Le bénéficiaire d’une sûreté réelle pour autrui échappe à la procédure collective du constituant … pour le moment
Cass. com. 25 novembre 2020, n°19-11.525, FS-P ; Cass. Com. 17 juin 2020, n°19-13.153, FS-P+B+R
- La sûreté réelle pour autrui en droit commun
Depuis un arrêt de la chambre mixte du 2 décembre 2005 , la Cour de cassation considère qu’une sûreté réelle pour autrui n’implique aucun engagement personnel du constituant à satisfaire l’obligation d’autrui (Cass.ch. mixte. 2 décembre 2005, n°03-18.210).
Par sûreté réelle pour autrui on entend par exemple la constitution d’une hypothèque pour garantir la dette d’un tiers.
Autrement dit, l’appel de la garantie ne peut consister que dans la vente du bien donné en garantie et non dans une condamnation du constituant à payer la somme garantie, en l’absence d’engagement personnel.
- La sûreté réelle en procédures collectives : la modification de la solution dégagée en 1998
La Cour de cassation en a déduit dans un arrêt rendu le 17 juin 2020 que le bénéficiaire d’une sûreté réelle pour autrui, faute d’engagement personnel du constituant, n’est pas le créancier du constituant et n’est donc pas tenu de déclarer sa créance au passif de la procédure collective du constituant (Cass. Com. 17 juin 2020, n°19-13.153, FS-P+B+R ; Cass. Com. 25 novembre 2020, n°18-26.272, non publié).
Par cette décision, la Cour de cassation revient donc sur la position qu’elle avait adoptée le 27 octobre 1998 (Cass. com 27 octobre 1998, n°96-14.037).

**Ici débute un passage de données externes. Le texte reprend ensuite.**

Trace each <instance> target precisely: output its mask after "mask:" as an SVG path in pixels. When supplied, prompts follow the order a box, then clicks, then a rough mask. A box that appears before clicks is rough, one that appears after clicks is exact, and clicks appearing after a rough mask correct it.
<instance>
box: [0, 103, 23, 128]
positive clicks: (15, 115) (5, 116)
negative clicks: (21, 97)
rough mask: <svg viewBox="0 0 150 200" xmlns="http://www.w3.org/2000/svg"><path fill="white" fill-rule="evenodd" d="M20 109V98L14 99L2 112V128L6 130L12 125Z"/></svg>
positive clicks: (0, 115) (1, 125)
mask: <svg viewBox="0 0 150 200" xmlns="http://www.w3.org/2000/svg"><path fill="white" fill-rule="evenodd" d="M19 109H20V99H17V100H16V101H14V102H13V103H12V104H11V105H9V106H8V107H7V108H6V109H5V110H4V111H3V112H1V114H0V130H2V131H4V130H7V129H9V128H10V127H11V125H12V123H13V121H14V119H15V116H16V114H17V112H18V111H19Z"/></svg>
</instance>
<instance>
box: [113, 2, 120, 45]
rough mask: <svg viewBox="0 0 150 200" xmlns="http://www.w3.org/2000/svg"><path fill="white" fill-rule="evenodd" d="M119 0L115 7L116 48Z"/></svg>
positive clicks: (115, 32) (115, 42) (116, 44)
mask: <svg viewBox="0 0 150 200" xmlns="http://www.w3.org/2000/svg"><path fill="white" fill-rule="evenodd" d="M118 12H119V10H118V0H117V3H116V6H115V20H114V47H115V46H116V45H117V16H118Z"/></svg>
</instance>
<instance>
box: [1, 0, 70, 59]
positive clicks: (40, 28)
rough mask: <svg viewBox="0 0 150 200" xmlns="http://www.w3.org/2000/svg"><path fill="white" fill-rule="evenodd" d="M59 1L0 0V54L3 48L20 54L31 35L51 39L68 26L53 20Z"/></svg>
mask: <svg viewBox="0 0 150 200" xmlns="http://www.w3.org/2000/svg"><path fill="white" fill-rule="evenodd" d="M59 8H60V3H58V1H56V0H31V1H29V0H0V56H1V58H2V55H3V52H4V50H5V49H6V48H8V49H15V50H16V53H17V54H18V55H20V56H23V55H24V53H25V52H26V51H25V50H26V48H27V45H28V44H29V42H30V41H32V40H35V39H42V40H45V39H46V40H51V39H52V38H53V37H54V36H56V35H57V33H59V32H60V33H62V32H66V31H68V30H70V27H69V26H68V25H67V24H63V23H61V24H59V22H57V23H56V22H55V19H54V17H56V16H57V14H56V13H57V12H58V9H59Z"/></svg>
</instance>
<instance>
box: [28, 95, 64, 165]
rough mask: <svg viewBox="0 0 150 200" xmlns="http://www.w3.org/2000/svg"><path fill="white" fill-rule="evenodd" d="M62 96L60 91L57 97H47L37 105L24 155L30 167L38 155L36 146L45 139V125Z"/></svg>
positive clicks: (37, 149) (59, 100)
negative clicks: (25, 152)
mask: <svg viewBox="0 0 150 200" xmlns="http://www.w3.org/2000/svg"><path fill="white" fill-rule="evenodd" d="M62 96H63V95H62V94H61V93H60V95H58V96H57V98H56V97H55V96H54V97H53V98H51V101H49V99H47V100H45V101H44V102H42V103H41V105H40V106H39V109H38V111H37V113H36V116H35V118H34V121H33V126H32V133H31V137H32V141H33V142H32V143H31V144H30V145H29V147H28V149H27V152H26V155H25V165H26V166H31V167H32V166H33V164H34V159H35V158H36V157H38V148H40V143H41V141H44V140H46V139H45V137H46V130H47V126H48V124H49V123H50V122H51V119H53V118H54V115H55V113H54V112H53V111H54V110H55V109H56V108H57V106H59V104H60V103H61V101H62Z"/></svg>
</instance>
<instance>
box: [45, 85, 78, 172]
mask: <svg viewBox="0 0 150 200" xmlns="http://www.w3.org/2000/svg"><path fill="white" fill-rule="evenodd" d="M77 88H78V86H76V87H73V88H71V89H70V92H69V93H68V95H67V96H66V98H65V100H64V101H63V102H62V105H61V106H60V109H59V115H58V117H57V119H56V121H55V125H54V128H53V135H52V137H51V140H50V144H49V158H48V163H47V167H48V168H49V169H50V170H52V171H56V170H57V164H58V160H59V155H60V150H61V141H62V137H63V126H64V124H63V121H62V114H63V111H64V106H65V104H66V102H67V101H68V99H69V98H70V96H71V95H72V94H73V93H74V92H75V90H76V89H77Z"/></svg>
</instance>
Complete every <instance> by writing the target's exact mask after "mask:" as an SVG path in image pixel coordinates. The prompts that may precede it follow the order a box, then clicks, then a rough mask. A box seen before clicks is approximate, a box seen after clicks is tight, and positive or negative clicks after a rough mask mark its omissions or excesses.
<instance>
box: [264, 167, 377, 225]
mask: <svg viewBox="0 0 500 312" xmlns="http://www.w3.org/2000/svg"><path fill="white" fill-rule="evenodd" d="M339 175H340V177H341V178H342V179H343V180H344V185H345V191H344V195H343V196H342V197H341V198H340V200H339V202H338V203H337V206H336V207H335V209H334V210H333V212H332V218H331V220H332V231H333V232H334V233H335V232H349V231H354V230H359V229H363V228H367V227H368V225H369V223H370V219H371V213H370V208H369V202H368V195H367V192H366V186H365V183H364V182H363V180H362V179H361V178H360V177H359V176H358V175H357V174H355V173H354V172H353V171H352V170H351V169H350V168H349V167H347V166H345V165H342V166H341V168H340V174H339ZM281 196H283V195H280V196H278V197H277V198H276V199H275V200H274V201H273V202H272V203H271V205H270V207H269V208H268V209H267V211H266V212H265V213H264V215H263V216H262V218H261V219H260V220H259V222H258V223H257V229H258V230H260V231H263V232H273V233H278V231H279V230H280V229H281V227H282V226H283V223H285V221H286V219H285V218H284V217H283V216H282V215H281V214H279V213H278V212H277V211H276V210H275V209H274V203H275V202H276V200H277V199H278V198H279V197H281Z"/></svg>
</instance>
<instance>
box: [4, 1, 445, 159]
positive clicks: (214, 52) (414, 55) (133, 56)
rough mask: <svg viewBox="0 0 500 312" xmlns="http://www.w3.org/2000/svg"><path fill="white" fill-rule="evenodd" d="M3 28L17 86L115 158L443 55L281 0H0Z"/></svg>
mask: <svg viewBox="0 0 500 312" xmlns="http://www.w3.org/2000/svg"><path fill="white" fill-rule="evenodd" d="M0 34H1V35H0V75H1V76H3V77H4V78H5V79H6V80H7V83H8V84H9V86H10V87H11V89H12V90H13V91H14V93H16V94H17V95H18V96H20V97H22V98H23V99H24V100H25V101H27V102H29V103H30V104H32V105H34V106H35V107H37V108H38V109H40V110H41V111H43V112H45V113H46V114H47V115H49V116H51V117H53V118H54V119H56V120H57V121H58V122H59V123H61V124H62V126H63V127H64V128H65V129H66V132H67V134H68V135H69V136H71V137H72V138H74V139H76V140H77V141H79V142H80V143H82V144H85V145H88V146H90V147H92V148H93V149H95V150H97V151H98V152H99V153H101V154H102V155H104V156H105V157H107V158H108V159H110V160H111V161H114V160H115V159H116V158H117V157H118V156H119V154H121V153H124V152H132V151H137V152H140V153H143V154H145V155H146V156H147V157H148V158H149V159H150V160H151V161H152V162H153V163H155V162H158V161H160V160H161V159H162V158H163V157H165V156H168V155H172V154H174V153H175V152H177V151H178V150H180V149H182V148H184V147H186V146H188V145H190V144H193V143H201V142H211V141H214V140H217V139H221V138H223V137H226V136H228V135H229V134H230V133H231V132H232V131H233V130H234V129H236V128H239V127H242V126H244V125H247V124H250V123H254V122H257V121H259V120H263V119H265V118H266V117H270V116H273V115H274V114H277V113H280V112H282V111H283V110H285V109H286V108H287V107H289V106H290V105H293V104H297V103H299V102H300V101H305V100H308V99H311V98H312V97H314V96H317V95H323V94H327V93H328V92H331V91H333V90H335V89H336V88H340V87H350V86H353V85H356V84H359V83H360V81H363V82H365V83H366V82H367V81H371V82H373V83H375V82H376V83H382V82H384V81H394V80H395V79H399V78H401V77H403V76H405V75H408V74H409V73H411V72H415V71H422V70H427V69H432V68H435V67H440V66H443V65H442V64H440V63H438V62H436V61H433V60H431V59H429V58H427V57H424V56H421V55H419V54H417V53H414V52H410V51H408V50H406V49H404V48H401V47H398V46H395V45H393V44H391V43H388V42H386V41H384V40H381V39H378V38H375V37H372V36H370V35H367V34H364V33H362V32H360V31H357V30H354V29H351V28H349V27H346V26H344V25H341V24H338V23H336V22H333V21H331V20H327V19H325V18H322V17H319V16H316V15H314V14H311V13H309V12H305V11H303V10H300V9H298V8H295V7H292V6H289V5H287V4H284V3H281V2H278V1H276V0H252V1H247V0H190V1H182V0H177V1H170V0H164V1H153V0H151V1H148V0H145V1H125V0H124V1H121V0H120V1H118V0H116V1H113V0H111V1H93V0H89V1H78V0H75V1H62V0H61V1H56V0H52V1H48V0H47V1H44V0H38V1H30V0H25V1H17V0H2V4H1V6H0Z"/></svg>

- La précision apportée par l’arrêt du 25 novembre 2020
Dans son arrêt du 25 novembre 2020, la Cour de cassation tire les conséquences de l’arrêt du 17 juin 2020 en apportant une précision supplémentaire : la Cour énonce que le bénéficiaire d’une sûreté réelle pour autrui n’est pas soumis à la règle de l’arrêt des poursuites individuelles résultant de la procédure collective à laquelle le constituant serait soumis et qu’il «peut poursuivre ou engager une procédure de saisie immobilière contre le constituant, après avoir mis en cause l’administrateur et le représentant des créanciers ».
- En pratique
Le bénéficiaire d’une sûreté réelle pour autrui consentie par une personne ultérieurement placée en procédure collective n’est pas tenu de déclarer sa créance et peut poursuivre la réalisation de sa sûreté post ouverture après mise en cause des organes de la procédure.
On peut néanmoins observer que si le constituant n’est pas débiteur d’une somme d’argent à l’égard du bénéficiaire, il existe bien un rapport débiteur-créancier entre le constituant et le bénéficiaire.
Par ailleurs, si le bénéficiaire peut réaliser sa sûreté réelle en dehors des règles régissant la procédure collective du constituant, cela signifie qu’il peut appréhender le bien, objet de la sûreté lors de la période d’observation ou de l’exécution du plan et menacer le retournement de la société dans le cadre de la procédure collective.
La Cour de cassation ne précise pas, en revanche, le sort du produit de réalisation de la sûreté. Le bénéficiaire de la sûreté pourra-t-il le conserver ou sera-t-il réparti entre les créanciers de la procédure collective?
Cette question est assurément à suivre et de la réponse qu’apportera la Cour de cassation dépendra l’attractivité de la sûreté réelle pour autrui.